Dr. Carter G. Woodson made this clear when he said:

“What we need is not a history of selected races or nations, but the history of the world void of national bias, race hate, and religious prejudice.”

Dr. Woodson wasn’t asking for inclusion he was demanding truth.

Who Was Dr. Carter G. Woodson?

Carter G. Woodson earned his Ph.D. in History from Harvard University in 1912, becoming only the second Black person to do so, seven years after W.E.B. Du Bois. In 1915, Dr. Woodson founded the Association for the Study of Negro American History, not to entertain Black people, but to re-educate a people intentionally miseducated. (the miseducation of the Negro).

The mission was clear: teach Black people about the glory of Africa and the world changing contributions of African descendants throughout the diaspora.

Dr. Woodson exposed the blueprint of oppression plainly:

“If you teach the Negro that he has accomplished as much good as any other race he will aspire to equality and justice… Such an effort would upset the program of the oppressor.”

This is why Black history was hidden.
This is why Africa was portrayed as backward.
This is why Black people were taught to admire everyone except themselves.

From Revolution to Reduction

Carter G. Woodson died in 1950. In 1973, his organization was renamed the Association for the Study of African American Life and History (ASALH). ASALH has set the official Black History theme every year since 1928. The current theme: “A Century of Black History Commemoration”—marks longevity, but also demands reflection.

Because somewhere along the way, Black History Month was watered down.

Today it too often looks like:

  • Individual worship instead of collective struggle

  • Entertainment instead of education

  • False pride instead of political consciousness

Woodson warned against this. He never intended Black history to revolve around individual “firsts” or isolated success stories. His final writings emphasized that Black history must be global, collective, and year-round. At the time of his death, Woodson was working on a multi-volume encyclopedia of the African diaspora, not biographies, but a unified civilizational record.

The Real Mission

Black history is not a month - it is a lifeline.
It is not about individuals - it is about a people.
It is not about the past - it is about power.

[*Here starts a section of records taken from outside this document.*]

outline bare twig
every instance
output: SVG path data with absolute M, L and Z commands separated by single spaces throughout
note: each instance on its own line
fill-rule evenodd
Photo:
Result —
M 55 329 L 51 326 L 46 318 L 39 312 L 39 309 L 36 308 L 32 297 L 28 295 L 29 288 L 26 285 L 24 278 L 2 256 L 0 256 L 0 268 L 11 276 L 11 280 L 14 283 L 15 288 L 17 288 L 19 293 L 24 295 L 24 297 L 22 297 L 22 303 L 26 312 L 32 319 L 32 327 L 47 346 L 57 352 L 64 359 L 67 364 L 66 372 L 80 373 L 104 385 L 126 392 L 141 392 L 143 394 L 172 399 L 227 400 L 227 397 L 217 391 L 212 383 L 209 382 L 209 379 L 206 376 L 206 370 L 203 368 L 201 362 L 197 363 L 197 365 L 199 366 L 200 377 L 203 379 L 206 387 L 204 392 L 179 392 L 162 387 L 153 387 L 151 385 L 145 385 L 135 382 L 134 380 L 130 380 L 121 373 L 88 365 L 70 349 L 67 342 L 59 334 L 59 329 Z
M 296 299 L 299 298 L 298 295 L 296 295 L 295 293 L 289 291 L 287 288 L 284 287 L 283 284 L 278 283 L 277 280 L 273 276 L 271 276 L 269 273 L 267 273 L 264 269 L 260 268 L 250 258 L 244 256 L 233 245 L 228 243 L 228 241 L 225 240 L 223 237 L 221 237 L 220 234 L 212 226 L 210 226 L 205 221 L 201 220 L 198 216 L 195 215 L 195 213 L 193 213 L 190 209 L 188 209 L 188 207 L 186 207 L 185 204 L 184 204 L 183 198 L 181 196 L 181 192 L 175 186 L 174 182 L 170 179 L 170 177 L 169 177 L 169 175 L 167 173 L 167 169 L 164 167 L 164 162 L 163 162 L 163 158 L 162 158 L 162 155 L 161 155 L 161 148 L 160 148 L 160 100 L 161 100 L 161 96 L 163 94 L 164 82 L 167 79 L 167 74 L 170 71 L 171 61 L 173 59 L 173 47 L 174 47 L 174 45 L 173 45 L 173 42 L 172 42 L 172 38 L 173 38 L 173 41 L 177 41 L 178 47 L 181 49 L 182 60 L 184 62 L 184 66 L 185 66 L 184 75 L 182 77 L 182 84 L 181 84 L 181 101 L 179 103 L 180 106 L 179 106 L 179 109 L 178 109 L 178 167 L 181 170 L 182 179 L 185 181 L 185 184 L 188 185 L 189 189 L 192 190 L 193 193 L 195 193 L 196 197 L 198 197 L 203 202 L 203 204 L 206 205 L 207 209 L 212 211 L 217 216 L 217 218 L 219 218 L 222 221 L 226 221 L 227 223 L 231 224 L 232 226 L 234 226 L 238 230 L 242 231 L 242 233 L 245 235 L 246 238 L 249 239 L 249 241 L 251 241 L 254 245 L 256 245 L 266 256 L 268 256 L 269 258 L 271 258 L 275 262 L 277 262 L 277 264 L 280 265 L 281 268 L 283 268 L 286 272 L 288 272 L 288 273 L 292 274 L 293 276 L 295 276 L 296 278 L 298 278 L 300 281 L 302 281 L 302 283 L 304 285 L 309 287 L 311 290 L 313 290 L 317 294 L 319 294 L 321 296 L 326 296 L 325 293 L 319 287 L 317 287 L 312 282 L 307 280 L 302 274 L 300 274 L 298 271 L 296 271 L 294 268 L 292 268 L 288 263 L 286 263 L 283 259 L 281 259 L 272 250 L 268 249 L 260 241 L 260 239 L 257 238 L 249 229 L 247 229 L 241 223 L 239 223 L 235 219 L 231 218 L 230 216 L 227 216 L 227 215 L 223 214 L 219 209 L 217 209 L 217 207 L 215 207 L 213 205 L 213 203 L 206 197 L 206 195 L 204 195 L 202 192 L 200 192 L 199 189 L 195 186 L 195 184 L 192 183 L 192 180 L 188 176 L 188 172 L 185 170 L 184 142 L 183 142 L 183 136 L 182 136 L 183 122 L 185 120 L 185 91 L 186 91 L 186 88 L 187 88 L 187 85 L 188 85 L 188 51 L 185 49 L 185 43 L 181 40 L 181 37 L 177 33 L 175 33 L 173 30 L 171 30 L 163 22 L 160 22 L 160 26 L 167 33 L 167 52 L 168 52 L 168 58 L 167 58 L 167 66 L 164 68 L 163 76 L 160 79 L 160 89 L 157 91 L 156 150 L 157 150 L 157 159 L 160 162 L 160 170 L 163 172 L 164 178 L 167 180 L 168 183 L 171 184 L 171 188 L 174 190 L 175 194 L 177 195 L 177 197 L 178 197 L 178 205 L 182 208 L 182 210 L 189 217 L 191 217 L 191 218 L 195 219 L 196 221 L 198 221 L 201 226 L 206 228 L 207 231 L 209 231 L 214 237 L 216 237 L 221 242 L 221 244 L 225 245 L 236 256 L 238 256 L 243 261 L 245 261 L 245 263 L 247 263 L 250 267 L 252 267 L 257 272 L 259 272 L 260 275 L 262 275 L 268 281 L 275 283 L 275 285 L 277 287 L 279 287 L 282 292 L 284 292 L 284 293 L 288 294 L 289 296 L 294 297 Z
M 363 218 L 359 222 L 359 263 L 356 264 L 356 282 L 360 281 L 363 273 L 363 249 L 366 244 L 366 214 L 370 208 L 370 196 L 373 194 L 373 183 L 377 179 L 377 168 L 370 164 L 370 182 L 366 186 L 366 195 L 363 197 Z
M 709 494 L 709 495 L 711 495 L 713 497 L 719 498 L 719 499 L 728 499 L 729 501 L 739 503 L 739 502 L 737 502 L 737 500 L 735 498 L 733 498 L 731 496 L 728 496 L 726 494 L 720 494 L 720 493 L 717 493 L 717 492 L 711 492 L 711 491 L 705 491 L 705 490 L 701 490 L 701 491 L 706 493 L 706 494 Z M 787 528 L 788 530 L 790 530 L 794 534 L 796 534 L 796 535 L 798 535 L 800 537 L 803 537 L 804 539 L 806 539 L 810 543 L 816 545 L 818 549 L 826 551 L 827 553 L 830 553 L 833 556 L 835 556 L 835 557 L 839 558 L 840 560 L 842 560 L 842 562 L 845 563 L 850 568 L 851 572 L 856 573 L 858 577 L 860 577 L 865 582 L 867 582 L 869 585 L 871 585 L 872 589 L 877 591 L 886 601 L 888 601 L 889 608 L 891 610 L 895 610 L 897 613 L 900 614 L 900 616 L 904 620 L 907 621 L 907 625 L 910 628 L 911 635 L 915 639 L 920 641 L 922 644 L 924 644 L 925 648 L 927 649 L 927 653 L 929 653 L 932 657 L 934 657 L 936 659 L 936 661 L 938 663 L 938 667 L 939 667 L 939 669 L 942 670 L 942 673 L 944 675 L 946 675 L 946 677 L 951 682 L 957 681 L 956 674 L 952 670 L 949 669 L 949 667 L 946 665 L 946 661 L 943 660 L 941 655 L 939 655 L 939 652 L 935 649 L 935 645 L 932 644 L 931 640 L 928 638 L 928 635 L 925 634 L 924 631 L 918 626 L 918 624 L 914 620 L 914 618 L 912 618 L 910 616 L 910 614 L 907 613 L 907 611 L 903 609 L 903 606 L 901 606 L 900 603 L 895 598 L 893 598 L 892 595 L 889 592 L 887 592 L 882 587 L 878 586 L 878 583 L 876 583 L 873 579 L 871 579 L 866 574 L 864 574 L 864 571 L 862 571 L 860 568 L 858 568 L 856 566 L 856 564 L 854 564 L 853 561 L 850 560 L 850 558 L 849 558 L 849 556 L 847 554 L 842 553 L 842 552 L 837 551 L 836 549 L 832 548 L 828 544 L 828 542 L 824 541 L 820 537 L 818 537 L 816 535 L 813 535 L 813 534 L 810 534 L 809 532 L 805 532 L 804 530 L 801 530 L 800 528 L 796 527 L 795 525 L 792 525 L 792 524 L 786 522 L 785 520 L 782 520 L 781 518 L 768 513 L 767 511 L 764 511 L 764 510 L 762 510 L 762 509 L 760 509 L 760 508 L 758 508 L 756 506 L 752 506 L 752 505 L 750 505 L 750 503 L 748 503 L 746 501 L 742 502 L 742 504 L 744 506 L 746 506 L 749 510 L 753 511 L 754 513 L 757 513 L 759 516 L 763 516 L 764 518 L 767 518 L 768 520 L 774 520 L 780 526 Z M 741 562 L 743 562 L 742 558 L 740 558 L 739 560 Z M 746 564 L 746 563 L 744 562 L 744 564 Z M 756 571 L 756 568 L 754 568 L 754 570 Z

To honor Carter G. Woodson is to reject shallow celebrations and recommit to Black unity, global consciousness, and historical truth. I stand firmly in Woodson’s vision: celebrating all Black people, everywhere, across time and geography.

BLACK PEOPLE!!!!! When we know who we are
we stop asking for permission,
we stop accepting crumbs,
and we stop fighting each other.

That is why Negro History Week was created.
And that is why its message is still revolutionary today.